Zara olha para o grande feixe de tecido dobrado em seu colo e acaricia carinhosamente a seda rosa-púrpura com as pontas dos dedos. Ela ficaria linda nessa cor, especialmente em um dos modelos que vi espalhados pelo chão - um magnífico vestido de noite com um decote em V de ombro a ombro e uma fenda alta ao longo da perna.
- Não, - ela sussurra e se aproxima de mim, segurando o tecido em
seus braços.
Ela coloca o lindo material em volta da minha cintura para ver como ele
fluiria, depois verifica seu esboço e, enquanto observo minha talentosa irmã, meu coração se parte por ela pela milésima vez. Gostaria que ela se visse como eu - linda, por dentro e por fora - e usasse um dos surpreendentes vestidos que ela tanto gosta de criar, em vez de fazê-los apenas para mim e para nossas amigas.
- Como estão as coisas aqui, em casa?
- O mesmo, - diz ela enquanto anota os números em seu bloco de
notas. - Batista Leone veio aqui outro dia, e ele e papai passaram quase três horas no escritório do papai.

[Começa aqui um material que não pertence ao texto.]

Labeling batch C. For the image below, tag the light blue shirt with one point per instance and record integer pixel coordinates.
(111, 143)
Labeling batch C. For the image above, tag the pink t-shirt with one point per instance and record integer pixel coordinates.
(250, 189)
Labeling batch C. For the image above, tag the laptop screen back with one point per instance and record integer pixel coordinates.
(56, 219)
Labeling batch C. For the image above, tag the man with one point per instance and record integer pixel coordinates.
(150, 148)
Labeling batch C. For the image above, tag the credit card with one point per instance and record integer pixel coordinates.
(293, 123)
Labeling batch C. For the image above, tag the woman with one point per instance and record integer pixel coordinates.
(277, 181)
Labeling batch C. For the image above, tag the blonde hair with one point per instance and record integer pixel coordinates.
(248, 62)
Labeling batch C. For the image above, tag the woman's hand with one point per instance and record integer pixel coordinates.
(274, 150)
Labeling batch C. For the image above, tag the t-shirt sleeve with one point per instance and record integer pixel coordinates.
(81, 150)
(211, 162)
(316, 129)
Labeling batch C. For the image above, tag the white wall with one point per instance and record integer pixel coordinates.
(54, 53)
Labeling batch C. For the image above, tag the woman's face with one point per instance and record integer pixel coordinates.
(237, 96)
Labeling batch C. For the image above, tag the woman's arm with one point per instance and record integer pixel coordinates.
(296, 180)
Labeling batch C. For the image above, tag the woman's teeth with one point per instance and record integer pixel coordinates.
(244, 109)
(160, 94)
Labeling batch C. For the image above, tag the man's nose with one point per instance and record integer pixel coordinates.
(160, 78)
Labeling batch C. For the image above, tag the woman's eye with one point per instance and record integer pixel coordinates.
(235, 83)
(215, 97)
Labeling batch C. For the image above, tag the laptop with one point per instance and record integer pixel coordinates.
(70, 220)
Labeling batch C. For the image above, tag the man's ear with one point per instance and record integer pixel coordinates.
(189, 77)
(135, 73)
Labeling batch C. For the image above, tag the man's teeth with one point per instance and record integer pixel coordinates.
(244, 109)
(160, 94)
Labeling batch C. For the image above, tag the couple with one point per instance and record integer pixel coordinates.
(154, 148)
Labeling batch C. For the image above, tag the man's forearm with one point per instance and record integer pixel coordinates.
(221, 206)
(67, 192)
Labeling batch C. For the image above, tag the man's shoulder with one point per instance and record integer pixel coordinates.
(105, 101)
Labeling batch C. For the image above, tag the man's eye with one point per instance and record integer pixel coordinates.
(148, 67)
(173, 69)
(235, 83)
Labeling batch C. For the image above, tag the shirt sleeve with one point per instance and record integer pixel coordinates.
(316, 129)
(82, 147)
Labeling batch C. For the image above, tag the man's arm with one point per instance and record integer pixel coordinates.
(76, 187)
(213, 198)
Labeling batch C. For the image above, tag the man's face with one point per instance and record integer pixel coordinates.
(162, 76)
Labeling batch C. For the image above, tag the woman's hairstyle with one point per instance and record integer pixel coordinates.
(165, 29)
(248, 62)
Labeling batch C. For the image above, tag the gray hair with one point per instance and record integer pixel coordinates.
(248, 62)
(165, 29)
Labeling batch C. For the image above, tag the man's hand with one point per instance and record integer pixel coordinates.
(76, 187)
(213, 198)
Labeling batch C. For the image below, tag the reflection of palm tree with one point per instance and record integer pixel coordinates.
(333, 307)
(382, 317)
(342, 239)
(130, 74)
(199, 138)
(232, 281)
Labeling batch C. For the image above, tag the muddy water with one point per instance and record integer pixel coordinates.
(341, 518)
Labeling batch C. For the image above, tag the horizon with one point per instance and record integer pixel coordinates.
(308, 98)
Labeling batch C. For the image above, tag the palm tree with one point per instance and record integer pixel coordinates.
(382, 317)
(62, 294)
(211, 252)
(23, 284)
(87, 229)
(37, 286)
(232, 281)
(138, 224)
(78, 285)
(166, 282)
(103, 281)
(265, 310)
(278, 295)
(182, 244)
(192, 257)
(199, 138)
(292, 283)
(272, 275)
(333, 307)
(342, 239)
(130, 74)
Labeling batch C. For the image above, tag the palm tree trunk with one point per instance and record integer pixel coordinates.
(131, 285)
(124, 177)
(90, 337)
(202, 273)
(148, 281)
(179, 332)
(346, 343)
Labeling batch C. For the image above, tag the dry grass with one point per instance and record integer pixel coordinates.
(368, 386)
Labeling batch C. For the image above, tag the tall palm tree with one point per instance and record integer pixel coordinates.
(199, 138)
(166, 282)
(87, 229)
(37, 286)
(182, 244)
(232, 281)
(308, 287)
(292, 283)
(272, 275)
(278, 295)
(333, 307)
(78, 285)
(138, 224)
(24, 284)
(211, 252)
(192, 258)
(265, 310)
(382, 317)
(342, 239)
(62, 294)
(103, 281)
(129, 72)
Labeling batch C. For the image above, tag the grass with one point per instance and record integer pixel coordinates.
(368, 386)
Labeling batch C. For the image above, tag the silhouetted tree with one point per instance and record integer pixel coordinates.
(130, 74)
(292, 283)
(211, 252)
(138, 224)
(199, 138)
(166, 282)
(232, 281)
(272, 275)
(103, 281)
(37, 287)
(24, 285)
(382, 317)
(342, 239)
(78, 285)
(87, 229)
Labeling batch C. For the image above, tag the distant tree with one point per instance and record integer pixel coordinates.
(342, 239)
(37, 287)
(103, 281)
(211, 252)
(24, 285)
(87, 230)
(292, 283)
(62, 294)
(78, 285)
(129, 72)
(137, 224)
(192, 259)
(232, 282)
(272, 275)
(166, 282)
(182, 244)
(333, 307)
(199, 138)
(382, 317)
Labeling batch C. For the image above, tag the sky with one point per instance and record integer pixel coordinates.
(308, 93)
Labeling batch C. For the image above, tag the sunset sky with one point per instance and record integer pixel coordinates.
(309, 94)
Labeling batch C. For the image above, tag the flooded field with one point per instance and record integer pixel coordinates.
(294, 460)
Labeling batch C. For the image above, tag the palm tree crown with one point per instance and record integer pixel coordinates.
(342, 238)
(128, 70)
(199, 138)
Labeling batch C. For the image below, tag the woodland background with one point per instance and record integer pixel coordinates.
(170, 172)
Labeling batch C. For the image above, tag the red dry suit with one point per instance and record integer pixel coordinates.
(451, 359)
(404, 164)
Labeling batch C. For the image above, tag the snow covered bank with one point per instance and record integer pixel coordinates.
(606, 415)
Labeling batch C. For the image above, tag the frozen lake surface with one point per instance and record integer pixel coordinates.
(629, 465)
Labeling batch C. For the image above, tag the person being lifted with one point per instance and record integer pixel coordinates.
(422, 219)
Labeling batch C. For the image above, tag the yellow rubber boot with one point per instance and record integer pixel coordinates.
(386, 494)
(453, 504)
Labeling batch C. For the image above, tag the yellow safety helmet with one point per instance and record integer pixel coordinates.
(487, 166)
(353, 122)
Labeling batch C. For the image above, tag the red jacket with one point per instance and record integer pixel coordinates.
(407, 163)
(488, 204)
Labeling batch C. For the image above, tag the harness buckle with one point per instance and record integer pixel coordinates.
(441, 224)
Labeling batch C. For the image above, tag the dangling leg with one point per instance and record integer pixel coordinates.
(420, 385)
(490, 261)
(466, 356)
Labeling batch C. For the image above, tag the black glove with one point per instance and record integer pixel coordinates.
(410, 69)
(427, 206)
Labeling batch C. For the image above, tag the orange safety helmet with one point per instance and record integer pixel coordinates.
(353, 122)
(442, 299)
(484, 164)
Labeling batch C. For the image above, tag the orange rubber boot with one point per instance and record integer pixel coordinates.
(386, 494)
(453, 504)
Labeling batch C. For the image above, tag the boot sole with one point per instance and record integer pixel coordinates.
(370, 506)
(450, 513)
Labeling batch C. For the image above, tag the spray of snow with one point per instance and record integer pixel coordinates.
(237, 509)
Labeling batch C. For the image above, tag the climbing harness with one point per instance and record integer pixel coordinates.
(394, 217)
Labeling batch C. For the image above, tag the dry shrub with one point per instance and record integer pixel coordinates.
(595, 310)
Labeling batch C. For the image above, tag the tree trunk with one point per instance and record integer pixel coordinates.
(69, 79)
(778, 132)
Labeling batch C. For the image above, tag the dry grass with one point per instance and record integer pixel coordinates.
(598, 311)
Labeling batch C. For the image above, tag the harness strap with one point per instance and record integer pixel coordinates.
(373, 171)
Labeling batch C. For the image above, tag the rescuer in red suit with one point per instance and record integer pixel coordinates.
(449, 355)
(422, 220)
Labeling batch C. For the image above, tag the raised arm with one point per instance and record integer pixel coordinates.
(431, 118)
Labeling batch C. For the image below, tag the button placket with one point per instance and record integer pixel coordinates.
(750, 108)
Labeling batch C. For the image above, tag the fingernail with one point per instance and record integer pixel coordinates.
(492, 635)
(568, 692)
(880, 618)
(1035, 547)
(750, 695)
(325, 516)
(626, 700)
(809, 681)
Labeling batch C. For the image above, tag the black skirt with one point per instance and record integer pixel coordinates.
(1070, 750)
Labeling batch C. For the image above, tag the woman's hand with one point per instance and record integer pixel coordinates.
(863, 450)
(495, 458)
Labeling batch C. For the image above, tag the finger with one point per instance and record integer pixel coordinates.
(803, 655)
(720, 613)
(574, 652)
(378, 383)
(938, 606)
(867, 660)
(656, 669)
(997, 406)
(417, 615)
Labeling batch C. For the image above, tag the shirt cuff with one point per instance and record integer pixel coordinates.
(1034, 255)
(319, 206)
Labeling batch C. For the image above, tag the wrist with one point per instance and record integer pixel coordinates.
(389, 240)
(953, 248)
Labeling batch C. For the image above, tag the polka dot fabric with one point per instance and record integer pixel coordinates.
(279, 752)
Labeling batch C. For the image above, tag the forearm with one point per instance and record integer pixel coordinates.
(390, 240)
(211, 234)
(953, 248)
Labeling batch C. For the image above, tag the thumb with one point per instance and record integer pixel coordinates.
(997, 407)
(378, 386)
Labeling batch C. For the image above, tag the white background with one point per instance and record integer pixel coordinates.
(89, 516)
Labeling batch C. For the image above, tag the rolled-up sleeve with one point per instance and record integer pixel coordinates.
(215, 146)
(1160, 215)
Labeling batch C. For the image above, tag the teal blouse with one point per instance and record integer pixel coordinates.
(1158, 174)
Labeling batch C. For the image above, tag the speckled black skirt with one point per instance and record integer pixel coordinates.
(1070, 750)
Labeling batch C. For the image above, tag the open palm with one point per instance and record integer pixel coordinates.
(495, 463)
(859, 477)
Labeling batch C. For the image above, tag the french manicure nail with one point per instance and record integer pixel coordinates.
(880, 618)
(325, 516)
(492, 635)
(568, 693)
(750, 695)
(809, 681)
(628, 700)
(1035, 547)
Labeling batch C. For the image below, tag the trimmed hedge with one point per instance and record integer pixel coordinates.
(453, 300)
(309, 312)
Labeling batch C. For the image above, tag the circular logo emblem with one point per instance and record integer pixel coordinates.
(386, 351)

Isso não é novidade. Como subchefe de papai, Leone passa bastante tempo em nossa casa. Ele também era o subchefe do antigo Don. Ouvi dizer que ele esperava assumir o controle da família em Boston quando o antigo chefe morresse. No entanto, durante a reunião em que os chefões e os maiores investidores empresariais se reuniram para discutir a sucessão, meu pai foi escolhido como o próximo Don. Foi nessa mesma reunião que o casamento entre meu pai e a viúva do Don anterior, Laura, foi arranjado. Elmo tinha dezesseis anos, eu tinha três e Zara mal tinha um ano quando nossa nova mãe chegou à nossa casa. Massimo, filho de Laura e do falecido Don, tinha 18 anos quando se tornou nosso meio-irmão.
- Você acha que papai deixou Batista permanecer como seu subchefe porque se sentiu mal pelo fato de o cargo de Don ter sido basicamente roubado dele? - pergunto.
- Talvez. Papai nunca foi talhado para ser um Don, e ele sabe disso.
- O quê?
- Hum.... Quero dizer, ele gosta de ser o centro das atenções e que as pessoas o procurem para pedir conselhos, mas seu temperamento não é adequado a um Don.
- O que você quer dizer com isso? Ele está cuidando das coisas para a Família e mantendo a ordem perfeita há mais de quinze anos.
- Sim, certamente parece que sim, - ela murmura. - Você quer o
zíper na lateral ou atrás?
Eu estreito os olhos para minha irmã, imaginando o que ela quis dizer com seus comentários enigmáticos. Eu poderia sondar um pouco mais, mas não adiantaria nada. Quando Zara decide que um assunto está encerrado, é o fim da discussão.
- Na parte de trás está bom para mim, - eu digo.
Zara acrescenta outra nota ao lado de seu desenho, depois pega o tecido lavanda de minhas mãos e começa a dobrá-lo. - Preciso que você me prometa uma coisa, Nera.
- O quê?
- Se encontrar aquele homem que salvou novamente, você se afastará.
- Ele era apenas um cara gostoso aleatório. - Dou de ombros, fingindo desinteresse. - Eu o ajudei. Ele foi embora. Não vejo como poderíamos nos encontrar novamente.
- Aquele homem sabe onde você trabalha.
- Ele provavelmente já se esqueceu de mim, Zara. Não se preocupe.
Eu desvio com uma risada, mas a verdade é que, secretamente, estou
esperando encontrar meu estranho de cabelos longos novamente.